Kitty saw that the point of the letter lay in the definite date set for the invitation. Mrs. Garstin had no intention of being saddled with a widowed daughter in modest circumstances. It was singular, when she reflected how her mother had idolized her, that now, disappointed in her, she found her merely a nuisance. How strange was the relation between parents and children! When they were small the parents doted on them, passed through agonies of apprehension at each childish ailment, and the children clung to their parents with love and adoration; a few years passed, the children grew up, and persons not of their kin were more important to their happiness than father or mother. Indifference displaced the blind and instinctive love of the past. Their meetings were a source of boredom and irritation. Distracted once at the thought of a month's separation they were able now to look forward with equanimity to being parted for years. Her mother need not worry: as soon as she could she would make herself a home of her own. But she must have a little time; at present everything was vague and she could not form any picture of the future: perhaps she would die in childbirth; that would be a solution of many difficulties.
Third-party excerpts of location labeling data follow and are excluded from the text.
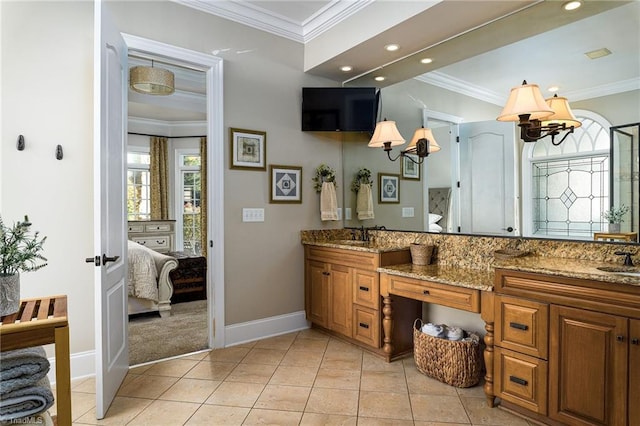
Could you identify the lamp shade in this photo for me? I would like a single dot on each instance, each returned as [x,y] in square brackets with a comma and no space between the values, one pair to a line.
[525,99]
[151,81]
[561,113]
[424,133]
[386,131]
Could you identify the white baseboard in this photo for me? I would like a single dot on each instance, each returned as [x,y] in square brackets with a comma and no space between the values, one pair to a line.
[267,327]
[83,364]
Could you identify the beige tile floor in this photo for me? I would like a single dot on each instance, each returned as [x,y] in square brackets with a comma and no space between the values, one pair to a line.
[303,378]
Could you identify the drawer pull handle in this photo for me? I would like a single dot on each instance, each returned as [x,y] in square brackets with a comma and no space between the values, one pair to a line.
[518,380]
[518,326]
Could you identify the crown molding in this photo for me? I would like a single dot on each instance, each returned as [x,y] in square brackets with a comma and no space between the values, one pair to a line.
[262,19]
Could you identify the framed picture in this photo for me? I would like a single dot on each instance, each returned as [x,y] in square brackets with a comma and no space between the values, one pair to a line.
[389,185]
[285,183]
[409,169]
[248,149]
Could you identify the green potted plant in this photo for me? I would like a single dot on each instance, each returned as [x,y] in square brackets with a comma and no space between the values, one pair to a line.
[614,216]
[20,251]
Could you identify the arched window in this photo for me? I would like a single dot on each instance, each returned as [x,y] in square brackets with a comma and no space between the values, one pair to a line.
[566,187]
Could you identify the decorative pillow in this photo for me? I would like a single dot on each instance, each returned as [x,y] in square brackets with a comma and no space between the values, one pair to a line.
[434,227]
[433,218]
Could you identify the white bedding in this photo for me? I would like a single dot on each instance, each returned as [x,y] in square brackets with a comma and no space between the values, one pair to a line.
[143,274]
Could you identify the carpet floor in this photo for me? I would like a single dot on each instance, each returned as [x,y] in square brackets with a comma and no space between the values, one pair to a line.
[152,338]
But when they docked two letters were handed to her. She was surprised to recognize her father's writing: she did not remember that he had ever written to her. He was not effusive, and began: Dear Kitty. He told her that he was writing instead of her mother who had not been well and was obliged to go into a nursing home to have an operation. Kitty was not to be frightened and was to keep to her intention of going round by sea; it was much more expensive to come across by land and with her mother away it would be inconvenient for Kitty to stay at the house in Harrington Gardens. The other was from Doris and it started: Kitty darling, not because Doris had any particular affection for her, but because it was her way thus to address every one she knew.